Effect of breed, age and pasture periods on milk yield, milk components, somatic cell counts and lipid profiles of raw milk from Morkaraman and Tushin Sheeps
The aim of this study was to investigate the effects of breed, age of sheep, and pasture periods on the milk yield, milk components, somatic cell counts (SCC), and lipid profiles of forty-one Morkaraman and forty-seven Tushin sheep maintained in a traditional grazing system of natural pastures. Milk samples were collected for milk component, SCC, and lipid profiles analysis at the beginning of the pasture, mid-pasture, and the end of the pasture. Data were analyzed as repeated measurements by twoway ANOVA in the General Linear Model (GLM) procedure. The mathematical model included the effects of breed, pasture periods, ages, and all interactions. Bivariate correlations procedure was used to determine the relationship between milk components and lipid profiles. It was determined that breed was not significant for lactation traits. Milk yield, daily average milk yield (p<0.05), and lactation length (p<0.01) were significantly affected by the age of sheep. Solids non-fat (SNF), density, and protein were affected by breed. It has been determined that the milk of Tushin sheep has higher SNF, density, and protein values than milk obtained from Morkaraman sheep.
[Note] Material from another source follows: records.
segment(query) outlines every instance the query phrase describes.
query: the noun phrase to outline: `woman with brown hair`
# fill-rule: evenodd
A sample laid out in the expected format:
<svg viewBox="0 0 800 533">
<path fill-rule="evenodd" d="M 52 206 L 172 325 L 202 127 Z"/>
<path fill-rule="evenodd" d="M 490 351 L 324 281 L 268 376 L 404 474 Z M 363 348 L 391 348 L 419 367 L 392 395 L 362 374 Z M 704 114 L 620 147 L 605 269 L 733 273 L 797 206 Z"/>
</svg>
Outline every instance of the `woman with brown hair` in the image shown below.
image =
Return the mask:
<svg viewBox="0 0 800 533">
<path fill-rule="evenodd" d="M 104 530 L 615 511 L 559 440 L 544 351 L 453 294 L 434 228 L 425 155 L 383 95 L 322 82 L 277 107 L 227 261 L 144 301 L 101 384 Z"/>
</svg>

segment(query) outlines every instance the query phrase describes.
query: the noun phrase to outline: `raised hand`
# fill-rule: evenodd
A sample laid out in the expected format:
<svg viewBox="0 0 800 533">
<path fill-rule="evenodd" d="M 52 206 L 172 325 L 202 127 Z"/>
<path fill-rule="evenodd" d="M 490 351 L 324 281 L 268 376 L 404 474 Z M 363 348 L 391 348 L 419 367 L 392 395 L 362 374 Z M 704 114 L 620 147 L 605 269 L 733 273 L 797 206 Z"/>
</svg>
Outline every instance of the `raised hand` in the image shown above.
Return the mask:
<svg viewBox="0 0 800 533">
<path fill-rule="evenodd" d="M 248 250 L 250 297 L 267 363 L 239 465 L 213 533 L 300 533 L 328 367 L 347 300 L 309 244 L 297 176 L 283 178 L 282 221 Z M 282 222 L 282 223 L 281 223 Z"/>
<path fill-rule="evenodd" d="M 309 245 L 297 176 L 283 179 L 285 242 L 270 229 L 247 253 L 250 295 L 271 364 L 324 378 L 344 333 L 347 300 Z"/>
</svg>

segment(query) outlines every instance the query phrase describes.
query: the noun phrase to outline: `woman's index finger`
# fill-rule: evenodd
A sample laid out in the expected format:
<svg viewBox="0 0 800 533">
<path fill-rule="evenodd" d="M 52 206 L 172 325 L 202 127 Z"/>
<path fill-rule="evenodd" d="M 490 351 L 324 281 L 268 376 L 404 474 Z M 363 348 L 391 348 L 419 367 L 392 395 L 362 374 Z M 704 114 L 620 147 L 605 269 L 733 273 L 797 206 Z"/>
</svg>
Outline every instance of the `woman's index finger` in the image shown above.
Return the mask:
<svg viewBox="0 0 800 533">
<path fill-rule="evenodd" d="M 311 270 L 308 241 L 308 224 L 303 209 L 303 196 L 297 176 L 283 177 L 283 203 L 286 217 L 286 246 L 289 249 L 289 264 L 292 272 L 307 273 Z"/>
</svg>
The pasture periods are significant in milk composition. The SNF, density, protein, lactose, and ash increased with the passing of the season. The effect of breed, pasture period, and age on SCC was found to be insignificant. Except for cholesterol (COL), the milk lipid profiles such as triacylglycerol (TAG), free fatty acid (FFA), monoacylglycerol (MON), and phospholipid (PL) in studied breeds were similar. The pasture periods had a highly significant
effect on lipid profile. The interactions breed x age, breed x pasture period, and pasture period x age were not significant for milk components and lipid profiles except for breed x age interaction in the milk fat. Consequently, the pasture is more effective on the milk composition and lipid profiles rather than the breed and age of sheep.